Alzheimer’s Disease (AD) is characterized by memory decline and neuronal pathology, including amyloid β (Aβ)plaques and oxidative stress. These markers are influenced by PARP1, which propagates cellular damage, and Sirt1, which protects against cellular damage. PARP1 becomes hyperactive in AD and inhibits Sirt1, thus propagating neuronal damage and memory decline.
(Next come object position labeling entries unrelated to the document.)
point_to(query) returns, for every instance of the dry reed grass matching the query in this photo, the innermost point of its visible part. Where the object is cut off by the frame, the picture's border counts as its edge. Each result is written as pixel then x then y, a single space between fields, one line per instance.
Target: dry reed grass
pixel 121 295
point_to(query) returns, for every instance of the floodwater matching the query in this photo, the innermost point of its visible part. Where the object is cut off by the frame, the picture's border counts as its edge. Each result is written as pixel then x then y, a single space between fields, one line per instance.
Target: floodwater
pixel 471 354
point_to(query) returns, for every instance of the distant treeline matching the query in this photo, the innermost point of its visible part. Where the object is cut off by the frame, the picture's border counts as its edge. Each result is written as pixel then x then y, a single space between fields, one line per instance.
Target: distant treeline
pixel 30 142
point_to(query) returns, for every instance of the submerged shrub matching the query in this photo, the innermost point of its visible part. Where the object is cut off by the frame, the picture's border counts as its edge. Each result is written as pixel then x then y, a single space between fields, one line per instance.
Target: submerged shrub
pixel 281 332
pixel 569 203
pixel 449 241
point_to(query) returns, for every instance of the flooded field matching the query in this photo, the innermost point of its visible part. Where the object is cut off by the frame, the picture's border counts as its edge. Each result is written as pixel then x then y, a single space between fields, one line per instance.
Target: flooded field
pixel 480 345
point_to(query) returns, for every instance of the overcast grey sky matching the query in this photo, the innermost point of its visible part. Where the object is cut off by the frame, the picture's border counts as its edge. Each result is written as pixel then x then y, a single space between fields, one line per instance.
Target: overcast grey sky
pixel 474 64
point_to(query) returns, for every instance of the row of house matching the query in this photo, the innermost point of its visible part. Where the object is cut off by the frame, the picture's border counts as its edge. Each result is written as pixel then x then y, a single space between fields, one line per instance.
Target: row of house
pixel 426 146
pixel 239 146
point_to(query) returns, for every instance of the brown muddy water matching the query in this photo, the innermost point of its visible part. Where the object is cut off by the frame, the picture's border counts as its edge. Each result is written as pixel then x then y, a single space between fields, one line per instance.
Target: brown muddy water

Direct PARP1 inhibition impairs vital cell functions and leads to drug resistance, indicating a need for new therapeutic targets to restore PARP1-Sirt1 balance.

We propose that histone macroH2A1.1 (mH2A1.1) is a master regulator of PARP1-Sirt1 balance because it inhibits PARP1 in various cell types, but a link between mH2A1.1 and Sirt1 is unknown. Based on our observation that mH2A1.1 declines in AD, Aim 1 will test the hypothesis that loss of mH2A1.1 inhibits Sirt1 activity by causing PARP1 to become hyperactive. Aim 2 will test the consequences of this inhibition for oxidative stress and pathology.
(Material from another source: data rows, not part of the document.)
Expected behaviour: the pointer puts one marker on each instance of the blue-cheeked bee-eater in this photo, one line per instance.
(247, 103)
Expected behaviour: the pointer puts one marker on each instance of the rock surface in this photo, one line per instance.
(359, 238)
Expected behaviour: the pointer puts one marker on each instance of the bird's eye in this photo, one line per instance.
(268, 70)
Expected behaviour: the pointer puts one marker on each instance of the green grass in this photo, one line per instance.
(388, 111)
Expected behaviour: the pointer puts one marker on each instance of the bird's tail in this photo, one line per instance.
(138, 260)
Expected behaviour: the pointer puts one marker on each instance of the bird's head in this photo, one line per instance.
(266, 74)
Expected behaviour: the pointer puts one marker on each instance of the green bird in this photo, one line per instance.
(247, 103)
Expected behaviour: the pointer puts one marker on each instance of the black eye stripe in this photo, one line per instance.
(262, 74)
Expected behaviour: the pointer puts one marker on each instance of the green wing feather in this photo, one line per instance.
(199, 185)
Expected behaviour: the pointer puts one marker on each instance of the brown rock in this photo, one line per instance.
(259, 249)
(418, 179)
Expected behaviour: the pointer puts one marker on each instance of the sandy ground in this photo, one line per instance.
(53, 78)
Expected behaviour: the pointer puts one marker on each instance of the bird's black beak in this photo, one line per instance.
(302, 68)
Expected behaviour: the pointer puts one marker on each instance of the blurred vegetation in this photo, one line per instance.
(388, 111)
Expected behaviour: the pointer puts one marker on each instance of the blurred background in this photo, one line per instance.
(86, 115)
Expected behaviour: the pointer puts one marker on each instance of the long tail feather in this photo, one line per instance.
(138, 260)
Experiments will be conducted in male and female 5xFAD AD model mice. We will manipulate mH2A1.1 and PARP1gene expression by delivering viral constructs directly into the hippocampus using stereotaxic surgery. mH2A1.1 will be depleted alone or in combination with PARP1 to assess their interaction in Sirt1 regulation. Effects on oxidative stress and Aβ pathology will be measured using commercially available assays and memory will be assessed using established tests of spatial and fear memory.

Our study will be the first to test a potential link between histone mH2A.1.1 and Sirt1. Preliminary evidence for loss of mH2A1.1 in AD indicates that reduction in this histone can trigger Sirt1 inhibition through PARP1 hyperactivity.PARP1 hyperactivity and loss of Sirt1 represent early pathological changes that propagate cellular damage and memory decline in AD. Thus, finding new ways to restore this pathway is critical for developing therapies for AD.

A key problem in AD treatment is the multifaceted pathology that affects all aspects of cell function. Instead of focusing on a single target, like Aβ, we focus on a chromatin factor that integrates multiple cellular signals and has the capacity to restore balance between vital regulators of neuronal health. mH2A1.1 has never been studied in relation to AD and characterizing its role in PARP1-Sirt1 regulation can open new directions for therapeutic intervention.